IRA 'Old Bailey bomber' dies in Dublin
A WOMAN convicted for the infamous IRA bombing of the Old Bailey court in London in 1973 has died at her home in Ireland.
A WOMAN convicted for the infamous IRA bombing of the Old Bailey court in London in 1973, Dolours Price, has been found dead at her home in Ireland, her family says.
The 61-year-old spent seven years in prison in the 1970s for her role in the attack on England's central criminal court, which injured 200 people.
An autopsy is set to be carried out and police are investigating the death, which is common practice for all sudden deaths, Irish police said.
Price, who was originally from Belfast but was living in Dublin, was part of an IRA unit that bombed a number of buildings in London during the 1970s.
After being convicted for her role in the Old Bailey bombing, she was sentenced to life in prison with her sister, Marion, and Gerry Kelly, who is a Sinn Fein representative in the Northern Ireland Assembly.
She later went on a hunger strike seeking to serve out her sentence in Northern Ireland.

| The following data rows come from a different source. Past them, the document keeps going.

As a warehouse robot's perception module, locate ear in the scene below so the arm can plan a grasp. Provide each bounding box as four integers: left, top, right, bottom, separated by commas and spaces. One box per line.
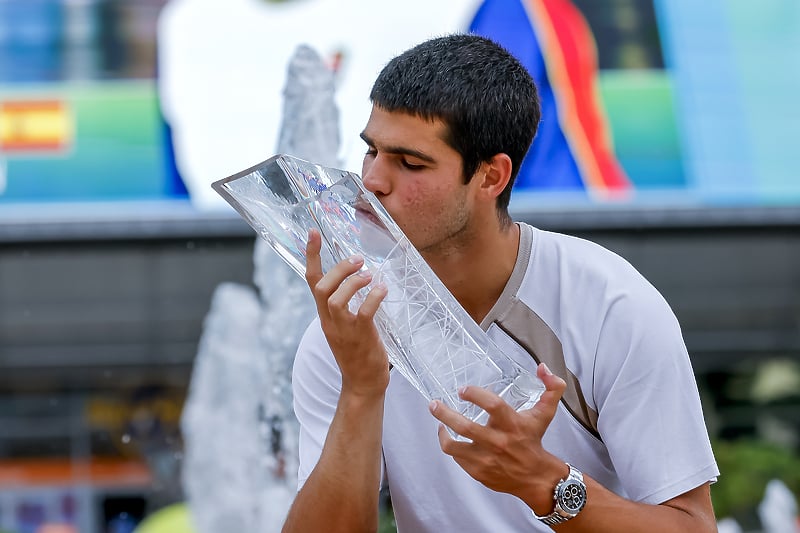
478, 154, 512, 199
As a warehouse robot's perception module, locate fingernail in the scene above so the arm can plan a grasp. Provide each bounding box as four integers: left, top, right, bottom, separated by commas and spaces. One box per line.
372, 283, 389, 294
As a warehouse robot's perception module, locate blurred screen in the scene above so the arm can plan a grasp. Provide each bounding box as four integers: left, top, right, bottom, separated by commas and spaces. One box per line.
0, 0, 800, 207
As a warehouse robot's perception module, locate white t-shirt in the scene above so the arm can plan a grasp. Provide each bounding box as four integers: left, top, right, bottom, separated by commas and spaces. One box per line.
292, 224, 719, 533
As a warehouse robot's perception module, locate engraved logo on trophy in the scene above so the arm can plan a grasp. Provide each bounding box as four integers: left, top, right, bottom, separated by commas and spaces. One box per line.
212, 154, 544, 432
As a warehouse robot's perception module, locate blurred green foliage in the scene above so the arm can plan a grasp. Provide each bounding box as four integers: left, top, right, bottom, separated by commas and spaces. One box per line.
711, 440, 800, 519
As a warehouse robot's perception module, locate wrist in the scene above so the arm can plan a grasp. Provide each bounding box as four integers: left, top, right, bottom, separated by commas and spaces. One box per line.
523, 456, 569, 516
533, 463, 587, 526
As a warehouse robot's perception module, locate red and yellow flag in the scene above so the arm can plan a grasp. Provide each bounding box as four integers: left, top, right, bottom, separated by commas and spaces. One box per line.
0, 100, 74, 154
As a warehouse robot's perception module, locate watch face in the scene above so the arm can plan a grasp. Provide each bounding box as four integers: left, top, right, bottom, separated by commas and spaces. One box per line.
558, 479, 586, 515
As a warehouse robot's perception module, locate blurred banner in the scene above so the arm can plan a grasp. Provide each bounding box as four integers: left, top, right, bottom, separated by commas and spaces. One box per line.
0, 0, 800, 209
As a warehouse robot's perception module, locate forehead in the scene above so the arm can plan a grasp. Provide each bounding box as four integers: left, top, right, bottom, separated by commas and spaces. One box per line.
362, 106, 455, 153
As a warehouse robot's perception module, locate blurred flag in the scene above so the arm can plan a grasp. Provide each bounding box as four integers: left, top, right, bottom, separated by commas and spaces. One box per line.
0, 100, 73, 154
469, 0, 632, 198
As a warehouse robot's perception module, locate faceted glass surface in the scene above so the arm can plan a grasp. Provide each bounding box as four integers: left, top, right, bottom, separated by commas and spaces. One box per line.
213, 155, 544, 423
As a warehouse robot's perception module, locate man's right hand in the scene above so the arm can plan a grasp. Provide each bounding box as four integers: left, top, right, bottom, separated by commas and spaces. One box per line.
306, 230, 389, 397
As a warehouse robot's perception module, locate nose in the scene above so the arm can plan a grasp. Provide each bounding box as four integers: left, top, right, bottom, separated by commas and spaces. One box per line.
361, 155, 391, 197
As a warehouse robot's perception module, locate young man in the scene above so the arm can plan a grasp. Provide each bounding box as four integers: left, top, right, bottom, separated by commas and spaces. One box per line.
284, 35, 718, 533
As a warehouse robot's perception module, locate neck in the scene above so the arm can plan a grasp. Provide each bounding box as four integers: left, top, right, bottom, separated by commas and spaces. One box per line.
422, 218, 520, 324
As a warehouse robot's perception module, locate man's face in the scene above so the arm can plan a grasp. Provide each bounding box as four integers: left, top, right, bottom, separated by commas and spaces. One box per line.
361, 106, 477, 254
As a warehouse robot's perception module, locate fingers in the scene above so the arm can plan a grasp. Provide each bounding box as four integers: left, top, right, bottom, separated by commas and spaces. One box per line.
306, 229, 387, 320
306, 229, 322, 289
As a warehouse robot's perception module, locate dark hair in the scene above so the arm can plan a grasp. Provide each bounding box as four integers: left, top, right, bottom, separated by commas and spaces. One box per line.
370, 34, 540, 215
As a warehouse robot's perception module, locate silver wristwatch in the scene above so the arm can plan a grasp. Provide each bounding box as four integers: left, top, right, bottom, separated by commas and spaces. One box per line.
533, 463, 586, 526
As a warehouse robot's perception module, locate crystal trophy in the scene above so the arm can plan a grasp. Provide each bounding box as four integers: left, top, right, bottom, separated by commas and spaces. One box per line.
212, 154, 544, 424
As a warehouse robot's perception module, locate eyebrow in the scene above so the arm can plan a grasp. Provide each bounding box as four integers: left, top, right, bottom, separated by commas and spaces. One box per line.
360, 131, 436, 163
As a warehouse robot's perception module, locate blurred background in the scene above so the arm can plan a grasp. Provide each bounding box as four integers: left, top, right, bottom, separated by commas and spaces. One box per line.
0, 0, 800, 533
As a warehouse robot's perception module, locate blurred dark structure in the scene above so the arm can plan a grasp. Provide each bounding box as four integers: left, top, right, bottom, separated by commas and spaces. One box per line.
0, 207, 800, 444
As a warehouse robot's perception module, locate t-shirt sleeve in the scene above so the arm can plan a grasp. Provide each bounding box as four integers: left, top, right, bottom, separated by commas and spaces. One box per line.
292, 318, 342, 490
593, 279, 719, 504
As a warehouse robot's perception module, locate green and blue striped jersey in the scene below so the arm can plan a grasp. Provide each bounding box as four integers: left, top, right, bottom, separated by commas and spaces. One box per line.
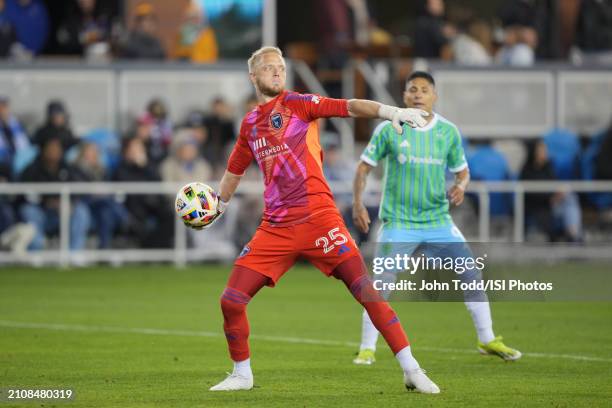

After securing a transfer to a prison in Armagh she was released in 1981.
Price was also one of a number of high-profile IRA members who gave accounts of their past to Boston College in a series of interviews as part of the US university's oral history of the Northern Ireland conflict.
Sinn Fein Party president Gerry Adams has always denied Price's claims he was a high-level IRA commander in the 1970s and that he had been involved in ordering the death of a Belfast widow, Jean McConville, who was abducted and killed by the IRA in 1972.
In a series of media interviews, Price said she had driven the mother of 10 away from her home before she was murdered by the IRA.
Adams said on Thursday: "I have known Dolours for a very long time. She endured great hardship during her time in prison in the 1970s, enduring a hunger strike which included force feeding for over 200 days.
"In more recent years she has had many personal trials."
Price married the actor Stephen Rea in the 1980s but they divorced in 2003. The couple have two sons, Danny and Oscar.
The Police Service of Northern Ireland (PSNI) has begun legal proceedings in the United States to obtain the Boston College transcripts.
The college has argued that to release them would put lives at risk as the project was undertaken on the agreement that details would not be released until after the death of the interviewee.
The US Supreme Court put a stay on the handover of the papers in October last year.
In a statement, Boston College extended its condolences to the Price family but said it was inappropriate to speculate on the effect her death may have on the ongoing court proceedings.